Butternut Squash Soup with Coconut Milk

Wine Commentary by Gary Twining

A twist on traditional butternut soup, with coconut milk to up the flavor ante. To safely cut through butternut squash, I use a somewhat unconventional method. I place a knife on the length of the squash, and gently tap the back of the knife with a mallet. The knife slides right through with no risk of nicking my fingers. Don’t use your most expensive knife for this kitchen hack, but do use your sharpest.

1 TBS olive oil

1 small onion, minced

1 clove garlic, minced

1 TBS minced fresh ginger

4 cups chicken stock

3 cups water

1 tsp salt

1 large butternut squash, peeled and cubed

1 sweet potato

1 russet potato

1 bay leaf

1/2 tsp dried thyme

1 can coconut milk

Sour cream, for garnish

Heat oil in a Dutch oven. Add onion and sauté until softened. Add garlic and ginger. Cook until softened. Add stock, water, salt, squash, potatoes, bay leaf and thyme. Bring to a boil. Reduce heat to low, cover and simmer 20 minutes or until squash is tender. Remove bay leaf. Stir in coconut milk and heat through. Puree in batches in food processor or use an immersion blender to puree. Garnish with a dollop of sour cream, if desired. Serves 4 to 6.
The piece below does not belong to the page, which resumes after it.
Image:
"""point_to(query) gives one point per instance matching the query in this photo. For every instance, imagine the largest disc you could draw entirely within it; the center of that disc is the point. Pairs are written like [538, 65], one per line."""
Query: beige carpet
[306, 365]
Gary: A richer, more textured soup with earthy notes from the squash would call for a flavorful white wine, such as an unoaked Chardonnay; look to Washington State, California, Ohio or the Mâcon region of France. Soave with its texture and moderated acidity would be a good pairing, as would a white from Italy’s Campania region (Fiano or Greco) if you want to echo the earthiness of the soup.